His later innovations never gained commercial importance because computer companies in Europe were not as commercially important as those in the U.S.
He was educated at St., John's College, Cambridge from 1931 to 1934. In 1936 he obtained his Ph.D. from Cambridge for studies in ionospheric propagation of long radio waves. He worked as a lecturer at Cambridge until he was appointed to the head of the new Cambridge computing laboratory in 1945, a post he held until 1980, when he moved to engineering at Digital Equipment Corporation.
The Cambridge laboratory initially had many different computing devices, including a differential analyzer. He obtained a copy of John Von Neumann's prepress description of the EDVAC, a successor to the ENIAC under construction by Presper Eckert and John Mauchly at the Moore School of Electronics. He had to read it overnight because he had to return it and no photocopy facilities existed. He decided immediately that this was the way computing must proceed.
Since his laboratory had its own funding, he was immediately able to start work on a small practical machine, the EDSAC. He decided that his mandate was not to invent a better computer, but simply to make one available to the university. Therefore his approach was relentlessly practical. He used only proven methods for constructing each part of the computer. The resulting computer was slower and smaller than other planned contemporary computers. However, his laboratory's computer, the EDSAC, was finished before any other stored program computer, and operated successfully in June 1949.

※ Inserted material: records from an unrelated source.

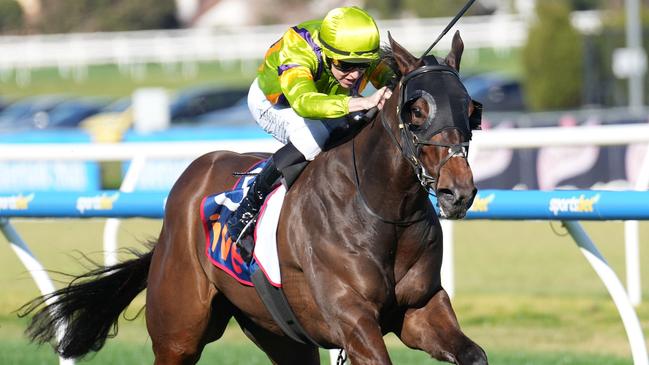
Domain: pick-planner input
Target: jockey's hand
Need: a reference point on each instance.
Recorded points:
(375, 100)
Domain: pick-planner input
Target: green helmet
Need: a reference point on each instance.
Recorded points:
(349, 34)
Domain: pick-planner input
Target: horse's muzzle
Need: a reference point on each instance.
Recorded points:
(454, 203)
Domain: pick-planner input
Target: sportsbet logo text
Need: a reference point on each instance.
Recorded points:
(15, 202)
(579, 204)
(97, 202)
(481, 204)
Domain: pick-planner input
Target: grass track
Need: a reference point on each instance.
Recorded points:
(524, 293)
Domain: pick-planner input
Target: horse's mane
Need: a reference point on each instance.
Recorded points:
(387, 57)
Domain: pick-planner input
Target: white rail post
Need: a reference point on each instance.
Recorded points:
(448, 268)
(615, 289)
(35, 269)
(632, 240)
(112, 224)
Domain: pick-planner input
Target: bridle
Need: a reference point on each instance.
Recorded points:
(414, 137)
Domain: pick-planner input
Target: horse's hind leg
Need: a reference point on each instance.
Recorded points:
(434, 329)
(179, 314)
(281, 350)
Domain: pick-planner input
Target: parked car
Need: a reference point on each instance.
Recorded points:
(109, 123)
(496, 92)
(186, 107)
(193, 102)
(237, 114)
(24, 113)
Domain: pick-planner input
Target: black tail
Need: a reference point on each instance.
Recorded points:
(89, 307)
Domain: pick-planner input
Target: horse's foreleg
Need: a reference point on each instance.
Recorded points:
(356, 326)
(435, 330)
(280, 349)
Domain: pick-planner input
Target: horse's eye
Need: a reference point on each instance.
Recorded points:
(416, 112)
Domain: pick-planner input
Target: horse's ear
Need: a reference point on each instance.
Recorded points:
(404, 59)
(455, 55)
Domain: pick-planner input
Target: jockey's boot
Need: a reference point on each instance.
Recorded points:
(241, 223)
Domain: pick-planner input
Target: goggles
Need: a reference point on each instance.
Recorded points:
(346, 67)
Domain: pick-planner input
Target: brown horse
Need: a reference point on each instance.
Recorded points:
(360, 245)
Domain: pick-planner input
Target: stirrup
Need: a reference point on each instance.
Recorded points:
(246, 242)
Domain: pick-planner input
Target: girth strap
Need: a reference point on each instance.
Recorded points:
(277, 304)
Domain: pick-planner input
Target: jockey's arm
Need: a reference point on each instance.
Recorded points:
(299, 89)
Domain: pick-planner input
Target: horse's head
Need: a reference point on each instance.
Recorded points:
(436, 116)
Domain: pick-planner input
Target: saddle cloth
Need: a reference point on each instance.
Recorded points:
(220, 247)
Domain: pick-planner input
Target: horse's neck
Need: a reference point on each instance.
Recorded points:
(386, 178)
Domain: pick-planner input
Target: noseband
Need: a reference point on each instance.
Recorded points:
(422, 83)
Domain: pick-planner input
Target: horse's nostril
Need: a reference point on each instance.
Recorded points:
(445, 193)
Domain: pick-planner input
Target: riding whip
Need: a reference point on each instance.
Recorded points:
(449, 26)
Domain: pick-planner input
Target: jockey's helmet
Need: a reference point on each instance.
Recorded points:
(349, 34)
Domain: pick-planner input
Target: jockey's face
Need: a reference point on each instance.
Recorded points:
(347, 75)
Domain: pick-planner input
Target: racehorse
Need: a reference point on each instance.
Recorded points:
(359, 242)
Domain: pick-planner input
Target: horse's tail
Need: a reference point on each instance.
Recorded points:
(88, 307)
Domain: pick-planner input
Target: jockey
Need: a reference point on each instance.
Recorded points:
(309, 82)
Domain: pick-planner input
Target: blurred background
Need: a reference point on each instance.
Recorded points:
(76, 64)
(112, 71)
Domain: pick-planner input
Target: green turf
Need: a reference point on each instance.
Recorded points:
(524, 292)
(112, 81)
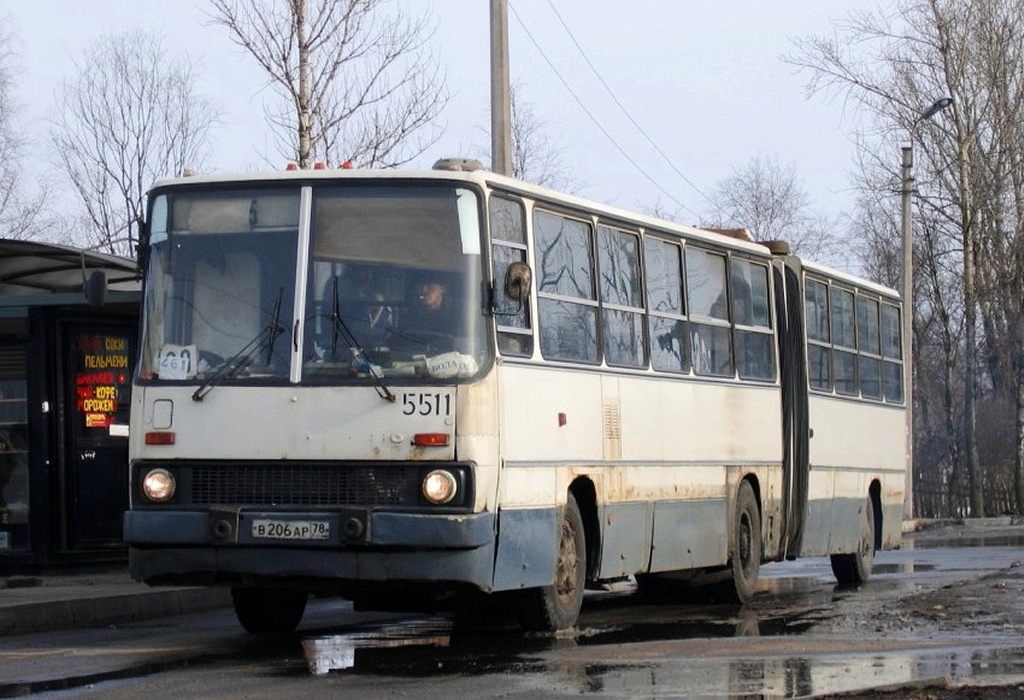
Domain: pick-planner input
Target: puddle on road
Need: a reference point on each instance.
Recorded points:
(338, 652)
(582, 663)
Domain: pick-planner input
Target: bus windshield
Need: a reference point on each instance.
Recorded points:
(392, 285)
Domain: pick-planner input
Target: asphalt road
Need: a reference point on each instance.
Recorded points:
(946, 609)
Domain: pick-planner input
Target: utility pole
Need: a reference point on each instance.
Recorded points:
(906, 192)
(501, 106)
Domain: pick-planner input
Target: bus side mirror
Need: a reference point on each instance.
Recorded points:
(518, 278)
(95, 289)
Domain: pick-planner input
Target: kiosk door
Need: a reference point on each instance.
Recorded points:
(99, 365)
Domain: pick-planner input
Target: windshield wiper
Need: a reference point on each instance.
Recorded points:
(240, 360)
(358, 354)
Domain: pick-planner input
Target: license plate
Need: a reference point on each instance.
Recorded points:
(291, 529)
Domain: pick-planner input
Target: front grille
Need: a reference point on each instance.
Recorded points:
(301, 485)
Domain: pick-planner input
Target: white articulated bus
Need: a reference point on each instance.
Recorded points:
(415, 389)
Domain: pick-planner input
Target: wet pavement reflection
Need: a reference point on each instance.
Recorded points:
(627, 648)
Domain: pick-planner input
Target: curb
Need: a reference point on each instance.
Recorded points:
(108, 610)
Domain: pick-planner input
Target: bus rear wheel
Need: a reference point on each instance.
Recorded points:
(744, 560)
(554, 608)
(855, 568)
(268, 611)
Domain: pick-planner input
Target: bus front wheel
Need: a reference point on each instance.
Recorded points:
(554, 608)
(268, 611)
(854, 569)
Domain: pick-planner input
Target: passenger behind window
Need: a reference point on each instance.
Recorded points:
(428, 326)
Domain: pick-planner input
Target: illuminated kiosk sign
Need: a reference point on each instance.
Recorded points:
(101, 374)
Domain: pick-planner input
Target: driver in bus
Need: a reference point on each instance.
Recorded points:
(429, 326)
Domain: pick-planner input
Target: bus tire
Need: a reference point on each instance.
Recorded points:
(745, 550)
(268, 611)
(556, 607)
(855, 568)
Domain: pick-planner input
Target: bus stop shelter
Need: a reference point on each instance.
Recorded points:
(65, 392)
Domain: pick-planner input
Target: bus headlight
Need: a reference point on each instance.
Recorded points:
(439, 486)
(159, 485)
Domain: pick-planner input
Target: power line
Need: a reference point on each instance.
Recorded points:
(593, 119)
(623, 106)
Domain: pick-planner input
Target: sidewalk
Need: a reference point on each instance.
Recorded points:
(35, 604)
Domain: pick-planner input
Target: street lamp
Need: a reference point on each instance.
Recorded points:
(906, 191)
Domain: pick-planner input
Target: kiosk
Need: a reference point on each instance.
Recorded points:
(65, 390)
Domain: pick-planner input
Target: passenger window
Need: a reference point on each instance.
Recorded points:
(565, 288)
(754, 338)
(868, 344)
(819, 340)
(515, 335)
(711, 340)
(892, 366)
(622, 314)
(667, 322)
(844, 336)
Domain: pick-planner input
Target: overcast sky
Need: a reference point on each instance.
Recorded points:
(702, 79)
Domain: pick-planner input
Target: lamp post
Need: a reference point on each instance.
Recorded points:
(906, 191)
(501, 111)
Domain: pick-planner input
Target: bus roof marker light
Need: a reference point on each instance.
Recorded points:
(160, 437)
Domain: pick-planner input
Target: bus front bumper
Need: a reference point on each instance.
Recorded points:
(200, 548)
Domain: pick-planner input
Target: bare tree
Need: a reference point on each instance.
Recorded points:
(536, 158)
(354, 83)
(766, 198)
(129, 116)
(970, 203)
(19, 212)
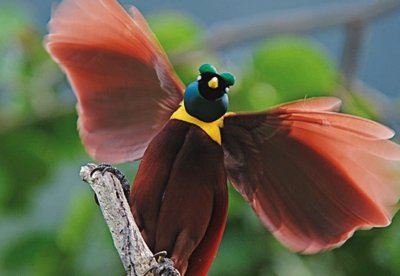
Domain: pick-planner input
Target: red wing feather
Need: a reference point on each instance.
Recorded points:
(125, 85)
(313, 177)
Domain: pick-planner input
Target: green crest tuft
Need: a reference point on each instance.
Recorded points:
(229, 78)
(207, 68)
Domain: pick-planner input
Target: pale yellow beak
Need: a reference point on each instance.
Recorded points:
(213, 83)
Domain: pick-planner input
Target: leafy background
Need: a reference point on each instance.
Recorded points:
(49, 223)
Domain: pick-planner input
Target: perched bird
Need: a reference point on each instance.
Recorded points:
(312, 175)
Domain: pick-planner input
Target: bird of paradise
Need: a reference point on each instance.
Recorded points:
(312, 175)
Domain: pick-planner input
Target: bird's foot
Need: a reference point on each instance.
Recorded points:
(165, 266)
(102, 168)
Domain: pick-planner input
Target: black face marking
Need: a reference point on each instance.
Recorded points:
(211, 93)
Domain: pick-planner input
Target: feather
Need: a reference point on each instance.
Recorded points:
(125, 85)
(181, 205)
(313, 176)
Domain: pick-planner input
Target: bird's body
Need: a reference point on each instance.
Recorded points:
(179, 196)
(312, 175)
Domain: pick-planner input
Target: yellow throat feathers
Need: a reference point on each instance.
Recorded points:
(212, 129)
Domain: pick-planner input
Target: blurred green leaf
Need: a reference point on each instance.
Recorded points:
(296, 68)
(75, 226)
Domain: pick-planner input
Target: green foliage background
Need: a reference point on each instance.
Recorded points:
(49, 223)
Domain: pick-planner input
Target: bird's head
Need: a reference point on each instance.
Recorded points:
(207, 98)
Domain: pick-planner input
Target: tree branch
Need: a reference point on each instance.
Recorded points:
(136, 257)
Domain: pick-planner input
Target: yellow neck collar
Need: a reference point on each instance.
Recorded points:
(212, 129)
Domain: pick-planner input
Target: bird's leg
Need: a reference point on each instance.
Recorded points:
(102, 168)
(165, 266)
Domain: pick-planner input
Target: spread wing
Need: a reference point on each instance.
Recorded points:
(313, 176)
(125, 85)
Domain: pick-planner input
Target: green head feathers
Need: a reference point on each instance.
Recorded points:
(208, 68)
(207, 98)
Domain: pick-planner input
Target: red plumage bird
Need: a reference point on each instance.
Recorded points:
(313, 176)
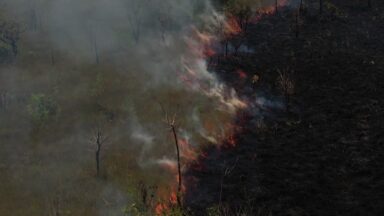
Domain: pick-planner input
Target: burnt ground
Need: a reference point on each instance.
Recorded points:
(325, 155)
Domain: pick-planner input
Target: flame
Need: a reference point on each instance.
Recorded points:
(196, 77)
(232, 27)
(242, 74)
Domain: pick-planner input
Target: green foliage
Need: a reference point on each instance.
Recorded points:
(42, 108)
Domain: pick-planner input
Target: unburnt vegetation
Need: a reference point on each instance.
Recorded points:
(109, 109)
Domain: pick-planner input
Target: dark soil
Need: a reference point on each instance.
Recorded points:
(325, 155)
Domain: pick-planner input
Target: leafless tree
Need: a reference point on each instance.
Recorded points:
(54, 206)
(286, 85)
(171, 122)
(99, 140)
(135, 17)
(10, 35)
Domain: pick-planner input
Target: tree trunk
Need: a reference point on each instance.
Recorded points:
(96, 52)
(98, 143)
(14, 47)
(297, 24)
(178, 165)
(276, 6)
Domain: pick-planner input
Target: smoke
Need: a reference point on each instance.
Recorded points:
(120, 66)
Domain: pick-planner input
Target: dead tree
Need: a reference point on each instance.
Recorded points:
(135, 18)
(276, 6)
(171, 122)
(10, 35)
(99, 141)
(286, 85)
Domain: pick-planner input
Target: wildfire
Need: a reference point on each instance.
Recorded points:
(196, 77)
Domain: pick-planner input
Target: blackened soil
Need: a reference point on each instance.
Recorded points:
(325, 155)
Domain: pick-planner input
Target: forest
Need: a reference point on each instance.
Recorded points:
(191, 107)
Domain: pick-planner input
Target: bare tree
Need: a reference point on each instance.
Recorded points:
(286, 85)
(54, 205)
(3, 100)
(98, 139)
(135, 19)
(171, 122)
(10, 35)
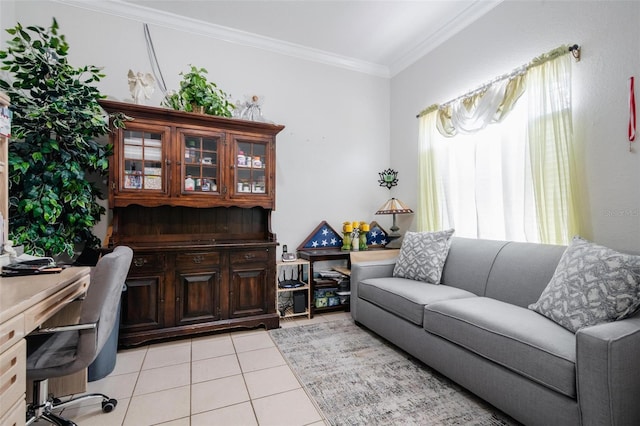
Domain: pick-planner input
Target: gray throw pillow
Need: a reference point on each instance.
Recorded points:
(592, 284)
(422, 256)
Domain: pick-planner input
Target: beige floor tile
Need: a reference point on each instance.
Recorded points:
(164, 354)
(235, 415)
(92, 415)
(251, 342)
(185, 421)
(118, 386)
(157, 379)
(158, 407)
(129, 361)
(211, 347)
(214, 368)
(260, 359)
(207, 396)
(270, 381)
(288, 408)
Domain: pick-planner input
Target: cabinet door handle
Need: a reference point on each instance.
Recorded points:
(139, 261)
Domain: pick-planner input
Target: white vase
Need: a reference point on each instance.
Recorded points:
(355, 244)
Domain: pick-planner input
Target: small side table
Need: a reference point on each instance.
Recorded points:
(300, 265)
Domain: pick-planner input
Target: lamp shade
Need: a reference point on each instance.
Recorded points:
(394, 206)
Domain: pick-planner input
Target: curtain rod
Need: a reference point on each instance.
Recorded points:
(559, 51)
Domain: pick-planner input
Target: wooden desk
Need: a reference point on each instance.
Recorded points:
(25, 303)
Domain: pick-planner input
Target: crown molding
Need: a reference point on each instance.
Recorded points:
(219, 32)
(475, 10)
(169, 20)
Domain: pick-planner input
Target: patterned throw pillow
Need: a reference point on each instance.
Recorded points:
(422, 256)
(592, 284)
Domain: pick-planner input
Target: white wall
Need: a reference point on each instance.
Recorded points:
(339, 127)
(511, 35)
(336, 138)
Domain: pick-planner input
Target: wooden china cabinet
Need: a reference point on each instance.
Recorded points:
(192, 195)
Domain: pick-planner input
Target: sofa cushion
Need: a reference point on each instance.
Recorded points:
(422, 256)
(512, 336)
(591, 285)
(406, 298)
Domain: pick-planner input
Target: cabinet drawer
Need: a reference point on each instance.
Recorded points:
(15, 416)
(11, 331)
(146, 263)
(13, 371)
(246, 256)
(191, 260)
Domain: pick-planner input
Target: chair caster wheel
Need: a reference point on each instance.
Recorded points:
(108, 406)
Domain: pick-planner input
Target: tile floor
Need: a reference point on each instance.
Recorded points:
(237, 378)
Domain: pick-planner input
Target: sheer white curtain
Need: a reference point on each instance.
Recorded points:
(483, 182)
(512, 179)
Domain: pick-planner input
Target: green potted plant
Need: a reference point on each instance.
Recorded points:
(197, 94)
(56, 120)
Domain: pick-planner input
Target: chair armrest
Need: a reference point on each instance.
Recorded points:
(70, 327)
(608, 372)
(365, 270)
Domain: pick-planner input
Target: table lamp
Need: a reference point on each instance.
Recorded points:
(394, 206)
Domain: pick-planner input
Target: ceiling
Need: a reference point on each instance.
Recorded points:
(376, 37)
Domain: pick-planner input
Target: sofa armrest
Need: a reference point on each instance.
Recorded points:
(365, 270)
(608, 372)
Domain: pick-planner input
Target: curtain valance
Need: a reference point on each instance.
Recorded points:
(490, 103)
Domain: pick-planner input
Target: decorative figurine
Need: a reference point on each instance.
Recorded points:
(141, 86)
(250, 109)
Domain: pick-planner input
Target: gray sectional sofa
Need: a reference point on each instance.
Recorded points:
(476, 328)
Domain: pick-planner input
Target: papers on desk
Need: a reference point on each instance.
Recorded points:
(36, 266)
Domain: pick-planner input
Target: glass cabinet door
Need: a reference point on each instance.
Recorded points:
(201, 154)
(142, 161)
(251, 164)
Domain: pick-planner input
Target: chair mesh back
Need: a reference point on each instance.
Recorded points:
(105, 290)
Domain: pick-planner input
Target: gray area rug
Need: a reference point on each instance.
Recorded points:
(357, 378)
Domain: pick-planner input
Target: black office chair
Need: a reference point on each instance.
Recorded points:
(59, 351)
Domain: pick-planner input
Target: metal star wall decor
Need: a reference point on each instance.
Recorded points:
(388, 178)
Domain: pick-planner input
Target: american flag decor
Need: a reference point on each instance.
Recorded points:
(323, 237)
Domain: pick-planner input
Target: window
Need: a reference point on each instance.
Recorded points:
(510, 180)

He invented microprogramming while designing the control unit of the EDSAC 2, which was the first microprogrammed computer. The EDSAC 2 also used a "bit slice" design. Interchangable, replaceable tube assemblies were used for each bit of the processor. This was extremely advanced at the time.
The next computer for his laboratory was a joint venture with Ferranti Corp, the Titan. It eventually supported an early time-sharing system and provided wider access to computing resources in the university, including time-shared graphics systems (under Charles Lang) for mechanical CAD.
A notable design feature of the Titan's operating system was that it provided controlled access based on the identity of the program, as well or instead of, the identity of the user. Its programming system also had an early version control system.
Near the end of the 1960s, Wilkes became interested in capability-based computing, and the laboratory assembled a unique computer, the Cambridge CAP. It was programmed in Algol 68c.
In 1974 Wilkes encountered a Swiss data network (at Hasler AG) that used a ring topology to allocate time on the network. The laboratory initially used a prototype to share peripherals. Eventually, commercial partnerships were formed, and similar technology became widely available in England.
In 1980 he retired from his professorships and Directorate of the laboratory and joined the central engineering staff of Digital Equipment Corp. in Maynard, Massachusetts.
In 1986 he returned to England, and became a member of Olivetti's Research Strategy Board. In 2002, Wilkes moved back to the Computer Laboratory, University of Cambridge, where he is currently an Emeritus Professor.